Certains écrivains ont beaucoup plus souci de montrer qu’ils connaissent l’imprimerie que de faire œuvre utile de correction. Le fonds importe peu, la forme seule est l’objet de leurs soucis. Aucune des subtilités typographiques n’est inconnue de ces auteurs : « l’emploi de l’italique est d’une régularité qui étonne ; l’emplacement respectif des guillemets, de la ponctuation, des renvois de notes ne laisse prise à aucune critique ; les nombres à composer en lettres ou en chiffres sont correctement exprimés : le tout indiqué avec des signes de correction impeccables, élégants même ».

Alors l’incident est bien plus grave, bien plus redoutable de conséquences entre le directeur ou le patron et le correcteur. La « correction d’auteur » n’apparaît plus ; la faute typographique seule frappe les yeux.

Mais ces « forts en typographie » ne sont point — à l’exemple de maint correcteur pourvus de leur brevet élémentaire.

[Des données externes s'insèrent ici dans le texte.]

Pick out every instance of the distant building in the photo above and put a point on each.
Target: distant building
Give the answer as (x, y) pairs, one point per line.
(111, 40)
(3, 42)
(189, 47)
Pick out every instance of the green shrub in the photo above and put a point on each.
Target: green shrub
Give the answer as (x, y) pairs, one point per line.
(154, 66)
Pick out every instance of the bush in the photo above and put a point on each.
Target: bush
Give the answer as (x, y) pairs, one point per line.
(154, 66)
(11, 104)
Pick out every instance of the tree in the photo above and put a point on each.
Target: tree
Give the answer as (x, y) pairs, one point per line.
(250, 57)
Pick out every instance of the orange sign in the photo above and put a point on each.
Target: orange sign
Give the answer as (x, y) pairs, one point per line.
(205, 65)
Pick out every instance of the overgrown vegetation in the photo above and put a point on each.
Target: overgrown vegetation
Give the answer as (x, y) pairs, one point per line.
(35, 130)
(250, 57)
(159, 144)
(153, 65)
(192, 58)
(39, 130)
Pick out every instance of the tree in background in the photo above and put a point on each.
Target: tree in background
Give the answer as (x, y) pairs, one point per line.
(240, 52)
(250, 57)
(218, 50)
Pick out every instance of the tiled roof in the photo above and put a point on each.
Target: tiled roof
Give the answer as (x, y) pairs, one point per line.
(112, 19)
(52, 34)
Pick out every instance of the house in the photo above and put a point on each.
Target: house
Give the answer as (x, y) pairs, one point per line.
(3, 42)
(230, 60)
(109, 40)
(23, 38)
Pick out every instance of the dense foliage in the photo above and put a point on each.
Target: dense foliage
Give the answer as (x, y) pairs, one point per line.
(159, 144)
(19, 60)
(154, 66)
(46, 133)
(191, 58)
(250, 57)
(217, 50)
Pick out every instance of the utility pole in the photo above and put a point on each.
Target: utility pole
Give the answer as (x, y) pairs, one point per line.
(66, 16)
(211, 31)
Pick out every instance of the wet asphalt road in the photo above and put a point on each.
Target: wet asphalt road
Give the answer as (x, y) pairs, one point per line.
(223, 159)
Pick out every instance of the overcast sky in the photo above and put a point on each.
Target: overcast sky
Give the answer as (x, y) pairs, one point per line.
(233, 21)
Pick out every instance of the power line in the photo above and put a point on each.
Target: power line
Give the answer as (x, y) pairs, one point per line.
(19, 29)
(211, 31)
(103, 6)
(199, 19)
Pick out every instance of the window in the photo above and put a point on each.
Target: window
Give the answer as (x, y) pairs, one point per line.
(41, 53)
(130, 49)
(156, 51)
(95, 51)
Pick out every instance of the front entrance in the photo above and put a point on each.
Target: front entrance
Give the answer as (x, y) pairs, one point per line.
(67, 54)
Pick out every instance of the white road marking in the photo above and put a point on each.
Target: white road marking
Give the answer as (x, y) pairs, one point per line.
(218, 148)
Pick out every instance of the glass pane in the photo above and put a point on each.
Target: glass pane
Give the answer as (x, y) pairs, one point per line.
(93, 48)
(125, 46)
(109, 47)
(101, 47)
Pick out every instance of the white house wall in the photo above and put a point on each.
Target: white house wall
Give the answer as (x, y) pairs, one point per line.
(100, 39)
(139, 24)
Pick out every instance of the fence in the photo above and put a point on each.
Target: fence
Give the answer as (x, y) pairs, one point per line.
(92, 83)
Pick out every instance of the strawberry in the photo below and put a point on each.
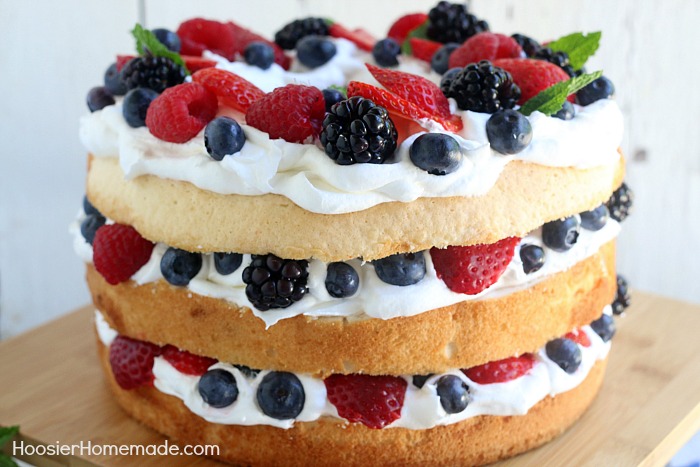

Si, vers leur vingtième année, ils ont, au contact d’un compositeur ami, acquis un vernis typographique superficiel, ils n’ont point — chose pourtant plus importante — pris garde de suivre l’évolution de notre langue : comme ils ont appris dès leur jeunesse, ils écrivent sans plus de souci, heureux encore s’ils n’ont pas d’eux-mêmes apporté des modifications aussi surprenantes qu’inattendues à une orthographe admise au temps jadis ; au surplus, ils ignorent les dictionnaires, les lexiques dont les éditions se suivent de loin en loin. Les mots d’origine étrangère que les progrès incessants des sciences et des arts introduisent dans la littérature technique leur sont, au point de vue de l’orthographe, complètement étrangers ; nul livre ne leur a indiqué le genre de ces nouveaux admis, non plus que les modifications que le nombre apporte parfois à leur constitution. Aussi l’orthographe est par eux mise à mal avec un sans-gêne dont le dernier des écoliers craindrait les conséquences ; les règles les plus impérieuses de la grammaire semblent leur être choses inconnues ; la ponctuation n’a de nécessité qu’autant qu’elle impose à la phrase un commencement et une fin.

  1. Scarron, « Préface » du Roman comique, édition de Londres, MDCCLXXXV.